Member of the Ajmer Legislative Assembly
- In office 1951–1957
- Constituency: Nayanagar (1951)

Personal details
- Born: 17 August 1895 Kharwa village
- Party: Bharatiya Jan Sangh
- Spouse: Rani Lakshmi Kanwar Jodhiji
- Relatives: Descendant of Rao Jodha
- Alma mater: Mayo College, Ajmer
- Occupation: Politician, Landowner
- Known for: Opposition to Ajmer land reforms

Military service
- Rank: Captain (during World War II)

= Thakur Ganpat Singh =

Indian politician

Thakur Ganpat Singh (17 August 1895 – ?) was an Indian politician.

==Biography==
Thakur Ganpat Singh was born in Kharwa village. A descendant of Rao Jodha, he was the son of the Istimrardar of Khawra Thakur Gopal Singh. Ganpat Singh studied at Mayo College in Ajmer. He succeeded his father as Istimrardar, taking over the family estate in May 1931. As of the 1930s the estate consisted of fifteen villages. During the Second World War, he held the rank of Captain and served in the Western Command.

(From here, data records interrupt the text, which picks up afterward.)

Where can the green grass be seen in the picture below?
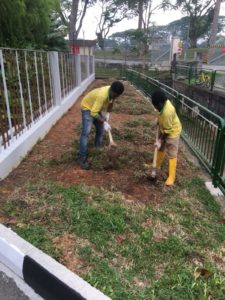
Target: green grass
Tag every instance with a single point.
(133, 252)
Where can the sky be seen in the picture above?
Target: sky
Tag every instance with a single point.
(160, 18)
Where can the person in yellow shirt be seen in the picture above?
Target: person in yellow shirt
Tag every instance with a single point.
(92, 106)
(169, 133)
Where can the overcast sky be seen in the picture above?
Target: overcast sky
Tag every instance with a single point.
(160, 18)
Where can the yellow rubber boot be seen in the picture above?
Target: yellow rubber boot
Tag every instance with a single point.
(172, 171)
(160, 158)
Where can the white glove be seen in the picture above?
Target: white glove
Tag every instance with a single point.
(107, 127)
(107, 117)
(158, 144)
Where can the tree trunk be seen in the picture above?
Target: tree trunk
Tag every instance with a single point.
(73, 21)
(140, 14)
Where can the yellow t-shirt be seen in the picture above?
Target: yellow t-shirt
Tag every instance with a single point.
(169, 122)
(96, 100)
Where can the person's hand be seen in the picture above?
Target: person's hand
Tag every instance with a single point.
(107, 127)
(107, 116)
(158, 144)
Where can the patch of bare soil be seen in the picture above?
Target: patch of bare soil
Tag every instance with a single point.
(54, 158)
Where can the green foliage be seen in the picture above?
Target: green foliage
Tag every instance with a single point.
(130, 251)
(25, 23)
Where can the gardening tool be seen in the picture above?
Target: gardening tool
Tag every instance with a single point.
(111, 141)
(153, 173)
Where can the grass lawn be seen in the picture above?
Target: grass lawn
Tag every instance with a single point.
(126, 236)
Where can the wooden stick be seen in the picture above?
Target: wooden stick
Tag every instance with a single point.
(111, 142)
(155, 155)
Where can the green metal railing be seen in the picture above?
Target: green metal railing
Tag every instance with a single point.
(203, 131)
(207, 78)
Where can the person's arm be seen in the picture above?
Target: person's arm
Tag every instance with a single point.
(110, 107)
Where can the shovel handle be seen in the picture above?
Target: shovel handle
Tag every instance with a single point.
(156, 150)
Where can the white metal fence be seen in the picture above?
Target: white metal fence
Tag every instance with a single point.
(32, 83)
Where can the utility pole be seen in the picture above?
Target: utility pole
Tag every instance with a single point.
(214, 28)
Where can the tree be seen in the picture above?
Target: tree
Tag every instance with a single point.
(112, 12)
(200, 14)
(72, 13)
(25, 23)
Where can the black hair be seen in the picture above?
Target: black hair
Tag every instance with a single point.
(117, 87)
(158, 97)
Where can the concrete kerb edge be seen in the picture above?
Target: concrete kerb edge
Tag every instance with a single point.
(13, 252)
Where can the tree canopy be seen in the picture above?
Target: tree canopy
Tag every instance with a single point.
(24, 23)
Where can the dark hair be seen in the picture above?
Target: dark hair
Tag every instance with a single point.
(158, 97)
(117, 87)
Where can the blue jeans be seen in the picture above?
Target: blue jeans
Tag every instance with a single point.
(87, 121)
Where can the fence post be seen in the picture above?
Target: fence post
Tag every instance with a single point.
(78, 69)
(56, 85)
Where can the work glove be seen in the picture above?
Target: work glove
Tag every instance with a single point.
(107, 117)
(107, 127)
(158, 144)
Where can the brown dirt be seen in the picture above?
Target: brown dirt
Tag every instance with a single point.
(45, 161)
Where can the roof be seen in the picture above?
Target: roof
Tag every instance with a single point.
(86, 43)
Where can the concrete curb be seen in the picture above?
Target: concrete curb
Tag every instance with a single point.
(46, 276)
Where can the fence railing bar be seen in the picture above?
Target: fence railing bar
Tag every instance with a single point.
(21, 92)
(50, 79)
(28, 86)
(37, 81)
(43, 82)
(6, 96)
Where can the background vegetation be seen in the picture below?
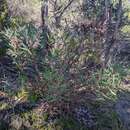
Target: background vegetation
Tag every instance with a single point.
(64, 64)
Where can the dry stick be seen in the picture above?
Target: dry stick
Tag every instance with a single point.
(58, 18)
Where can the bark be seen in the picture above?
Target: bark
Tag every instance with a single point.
(111, 39)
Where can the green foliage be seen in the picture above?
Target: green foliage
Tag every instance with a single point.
(108, 81)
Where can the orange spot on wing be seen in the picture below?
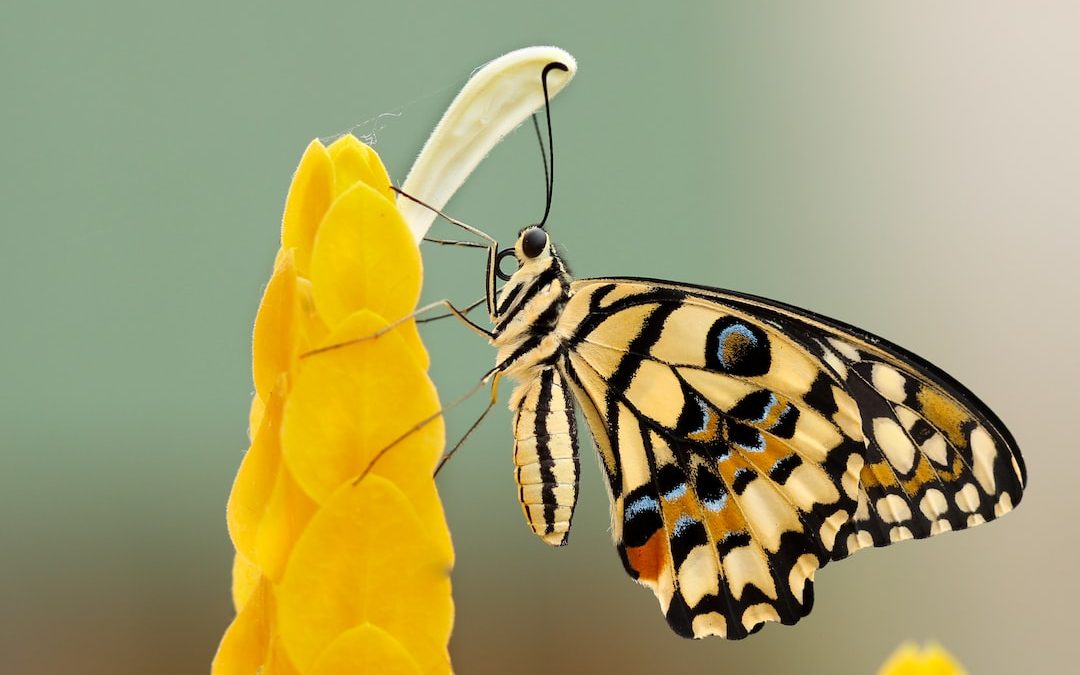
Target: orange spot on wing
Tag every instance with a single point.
(648, 558)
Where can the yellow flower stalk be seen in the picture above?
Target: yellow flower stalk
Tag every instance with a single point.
(931, 660)
(335, 575)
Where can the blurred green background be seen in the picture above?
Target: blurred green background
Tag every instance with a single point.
(912, 169)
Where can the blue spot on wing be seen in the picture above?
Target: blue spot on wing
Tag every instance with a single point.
(675, 493)
(639, 505)
(682, 524)
(727, 334)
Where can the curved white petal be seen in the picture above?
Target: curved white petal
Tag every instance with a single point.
(498, 97)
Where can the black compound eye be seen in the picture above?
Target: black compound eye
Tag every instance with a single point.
(534, 241)
(505, 253)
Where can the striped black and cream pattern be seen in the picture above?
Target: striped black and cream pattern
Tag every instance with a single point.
(745, 443)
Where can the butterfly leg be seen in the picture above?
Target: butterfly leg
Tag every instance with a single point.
(427, 308)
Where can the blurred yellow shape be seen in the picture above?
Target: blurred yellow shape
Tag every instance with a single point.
(931, 660)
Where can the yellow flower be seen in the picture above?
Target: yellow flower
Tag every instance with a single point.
(932, 660)
(333, 575)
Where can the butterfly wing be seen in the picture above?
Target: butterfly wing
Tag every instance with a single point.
(747, 443)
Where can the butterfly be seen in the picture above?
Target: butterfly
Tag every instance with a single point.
(745, 443)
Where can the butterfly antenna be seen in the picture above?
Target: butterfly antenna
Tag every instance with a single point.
(549, 170)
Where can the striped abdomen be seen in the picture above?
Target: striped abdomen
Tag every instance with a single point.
(545, 455)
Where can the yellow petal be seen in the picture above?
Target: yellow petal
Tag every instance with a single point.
(365, 649)
(245, 579)
(286, 514)
(355, 162)
(909, 660)
(273, 345)
(364, 258)
(253, 487)
(278, 662)
(347, 404)
(309, 197)
(255, 416)
(366, 558)
(244, 646)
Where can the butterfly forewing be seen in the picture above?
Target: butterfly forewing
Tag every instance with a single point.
(747, 443)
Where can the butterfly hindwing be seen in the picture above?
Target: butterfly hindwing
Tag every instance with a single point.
(746, 444)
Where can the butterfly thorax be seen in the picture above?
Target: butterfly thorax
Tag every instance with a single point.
(530, 351)
(526, 313)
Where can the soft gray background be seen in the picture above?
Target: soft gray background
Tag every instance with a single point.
(912, 169)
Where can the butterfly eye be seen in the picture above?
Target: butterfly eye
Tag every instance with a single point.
(534, 241)
(505, 253)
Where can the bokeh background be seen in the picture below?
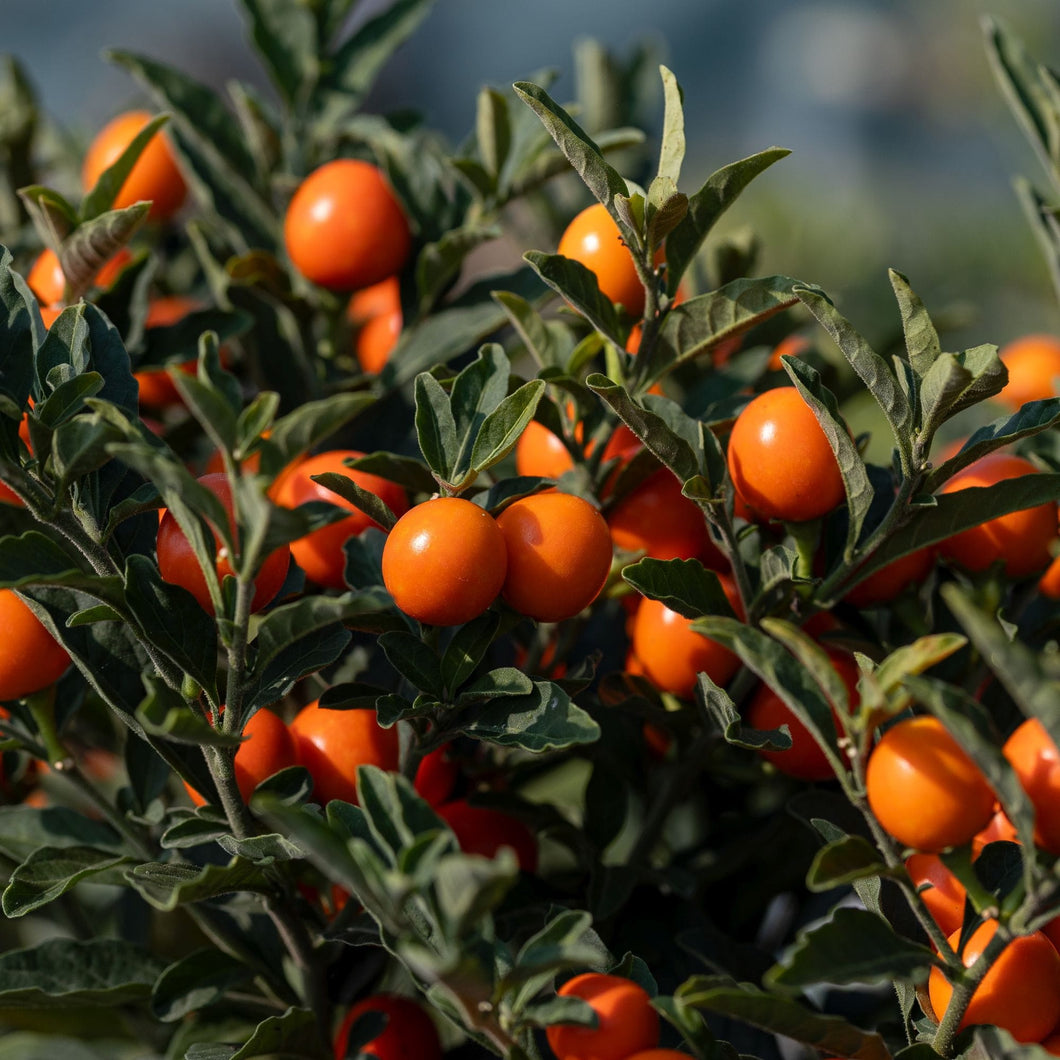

Ganpat Singh was elected to the Ajmer Legislative Assembly in the 1951 election. He stood as the Bharatiya Jan Sangh candidate in the Nayanagar constituency. He obtained 1,958 votes (36.82%), defeating the Indian National Congress candidate Bheron by a margin of 111 votes. However, Bheron petitioned the Election Tribunal, calling into question the result. The election was declared void by the Election Tribunal in 1953 and a by-election was called. Ganpat Singh won the by-election, obtaining 3,516 votes against 1,453 votes for Bheron and 391 votes for the independent candidate Birdha. In the Ajmer Legislative Assembly, Ganpat Singh was part of the Assembly Progressive Party. Together with other landowners, Ganpat Singh opposed the Ajmer Abolition of Intermediaries and Land Reforms Act of 1955.

Ganpat Singh contested the Beawar seat in the 1957 Rajasthan Legislative Assembly election, again as a BJS candidate. He finished in third place with 3,836 votes (15.01%).

Ganpat Singh's daughter Rani Lakshmi Kanwar Jodhiji married Ram Raja Singh, the last ruler of Khandela Bara Pana.